OBSERVATION #4: Cooks can be mean

Look I get it…it must be frustrating to be in a country where everyone wants the illegal aliens out.

I respect that over time it must be frustrating cause I only imagine how long it took to dig a hole around the border using only a spoon.

But hey…I WANT YOU HERE! I am all for the illegal aliens. You take up jobs that I don’t want to do and you do them better then I would because lets be honest you are going to be much better at making Fajitas then I am.

I am not the enemy so I would appreciate it if you wouldn’t yell at me when I ask for French fries that aren’t cold. Its not my fault that the person at the table waited 25 minutes before actually trying her French fries.

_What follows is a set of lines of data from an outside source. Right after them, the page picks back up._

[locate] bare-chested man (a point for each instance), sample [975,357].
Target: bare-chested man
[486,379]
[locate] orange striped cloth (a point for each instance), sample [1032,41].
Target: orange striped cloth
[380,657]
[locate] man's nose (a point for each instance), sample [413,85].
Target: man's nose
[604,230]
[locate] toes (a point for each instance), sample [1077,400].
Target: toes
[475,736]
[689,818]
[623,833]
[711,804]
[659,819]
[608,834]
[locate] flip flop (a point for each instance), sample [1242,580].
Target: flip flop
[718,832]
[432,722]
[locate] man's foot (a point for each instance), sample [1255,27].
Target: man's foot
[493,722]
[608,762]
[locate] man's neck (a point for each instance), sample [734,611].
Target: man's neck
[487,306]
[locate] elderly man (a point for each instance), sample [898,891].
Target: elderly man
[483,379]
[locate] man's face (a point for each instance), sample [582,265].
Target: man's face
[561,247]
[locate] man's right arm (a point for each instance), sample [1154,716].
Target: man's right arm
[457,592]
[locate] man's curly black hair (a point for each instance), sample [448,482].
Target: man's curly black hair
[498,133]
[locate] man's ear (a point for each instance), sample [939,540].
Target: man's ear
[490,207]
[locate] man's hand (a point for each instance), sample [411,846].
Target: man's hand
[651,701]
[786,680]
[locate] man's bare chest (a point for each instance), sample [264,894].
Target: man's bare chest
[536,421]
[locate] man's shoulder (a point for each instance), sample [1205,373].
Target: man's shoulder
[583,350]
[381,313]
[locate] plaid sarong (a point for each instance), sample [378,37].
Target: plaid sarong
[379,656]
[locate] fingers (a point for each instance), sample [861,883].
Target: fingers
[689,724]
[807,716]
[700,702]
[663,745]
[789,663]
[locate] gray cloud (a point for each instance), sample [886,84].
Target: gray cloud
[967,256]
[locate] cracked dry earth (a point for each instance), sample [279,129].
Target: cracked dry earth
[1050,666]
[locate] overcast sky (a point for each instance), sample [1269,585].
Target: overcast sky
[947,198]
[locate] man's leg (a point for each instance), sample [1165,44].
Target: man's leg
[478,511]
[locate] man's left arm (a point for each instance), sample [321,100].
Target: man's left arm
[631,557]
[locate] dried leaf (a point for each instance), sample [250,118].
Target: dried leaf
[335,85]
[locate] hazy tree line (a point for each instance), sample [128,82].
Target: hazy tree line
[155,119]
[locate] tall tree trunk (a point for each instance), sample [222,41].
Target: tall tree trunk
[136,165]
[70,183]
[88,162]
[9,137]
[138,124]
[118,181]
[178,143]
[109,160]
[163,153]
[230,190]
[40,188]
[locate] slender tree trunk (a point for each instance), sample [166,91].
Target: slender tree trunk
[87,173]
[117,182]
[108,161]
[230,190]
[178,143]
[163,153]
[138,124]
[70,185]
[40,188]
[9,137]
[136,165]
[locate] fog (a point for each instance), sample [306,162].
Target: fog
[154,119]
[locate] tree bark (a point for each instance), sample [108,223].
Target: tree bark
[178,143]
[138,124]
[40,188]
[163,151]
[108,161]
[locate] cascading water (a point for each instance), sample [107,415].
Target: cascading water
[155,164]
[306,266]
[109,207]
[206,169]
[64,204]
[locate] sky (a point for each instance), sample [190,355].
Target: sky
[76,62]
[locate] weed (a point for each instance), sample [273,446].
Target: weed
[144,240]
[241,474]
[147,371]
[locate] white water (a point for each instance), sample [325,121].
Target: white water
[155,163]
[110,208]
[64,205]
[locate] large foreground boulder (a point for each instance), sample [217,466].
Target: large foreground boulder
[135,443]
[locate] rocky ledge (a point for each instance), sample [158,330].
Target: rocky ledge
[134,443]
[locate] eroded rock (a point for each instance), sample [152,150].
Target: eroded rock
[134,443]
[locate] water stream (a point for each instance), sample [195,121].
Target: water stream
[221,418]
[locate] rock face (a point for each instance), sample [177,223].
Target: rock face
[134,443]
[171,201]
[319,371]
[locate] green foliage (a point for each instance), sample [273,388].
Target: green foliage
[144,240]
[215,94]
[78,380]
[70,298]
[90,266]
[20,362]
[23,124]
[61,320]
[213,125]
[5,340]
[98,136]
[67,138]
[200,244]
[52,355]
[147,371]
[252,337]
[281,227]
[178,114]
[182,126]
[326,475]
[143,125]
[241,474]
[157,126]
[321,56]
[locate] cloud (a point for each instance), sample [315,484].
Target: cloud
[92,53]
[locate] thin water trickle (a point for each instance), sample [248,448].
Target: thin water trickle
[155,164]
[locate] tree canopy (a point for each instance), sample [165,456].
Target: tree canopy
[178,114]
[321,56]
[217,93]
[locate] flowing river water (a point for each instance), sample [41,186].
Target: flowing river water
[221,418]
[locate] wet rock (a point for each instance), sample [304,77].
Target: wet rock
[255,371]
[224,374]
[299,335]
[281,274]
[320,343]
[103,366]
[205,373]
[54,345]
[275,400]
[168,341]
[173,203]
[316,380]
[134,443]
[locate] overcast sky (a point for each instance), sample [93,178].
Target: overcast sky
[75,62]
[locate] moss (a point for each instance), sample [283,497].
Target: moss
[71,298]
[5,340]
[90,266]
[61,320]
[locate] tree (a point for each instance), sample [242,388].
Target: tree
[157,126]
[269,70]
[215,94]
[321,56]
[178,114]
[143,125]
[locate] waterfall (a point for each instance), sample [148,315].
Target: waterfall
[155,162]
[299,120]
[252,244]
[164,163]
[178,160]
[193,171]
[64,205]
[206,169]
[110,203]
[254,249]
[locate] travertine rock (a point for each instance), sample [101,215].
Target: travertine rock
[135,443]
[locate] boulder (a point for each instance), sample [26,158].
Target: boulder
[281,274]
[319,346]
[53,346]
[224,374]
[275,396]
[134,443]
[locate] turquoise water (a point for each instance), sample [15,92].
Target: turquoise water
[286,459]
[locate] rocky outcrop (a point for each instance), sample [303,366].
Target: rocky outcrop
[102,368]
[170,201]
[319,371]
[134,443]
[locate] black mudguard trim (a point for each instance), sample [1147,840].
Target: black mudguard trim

I would also appreciate it if when you told me where you put the ancho chili ranch dressing you would tell me in English. I can barely handle learning French and I really don’t see myself become tri-lingual anytime in the near future. So when you yell at me that it is in the to-go window instead of the window it’s supposed to be in... Please do so in English!

I am your friend. I watch Dora the Explorer, You guys made big butts cool, and your food tastes awesome and I like the fiesta music you play in the kitchen

But when you yell at me you make it very difficult to follow my aforementioned rule : to not cry at work.

Thank you



So I guess now I’m a real server. Ready to take on the world one Fajita at a time.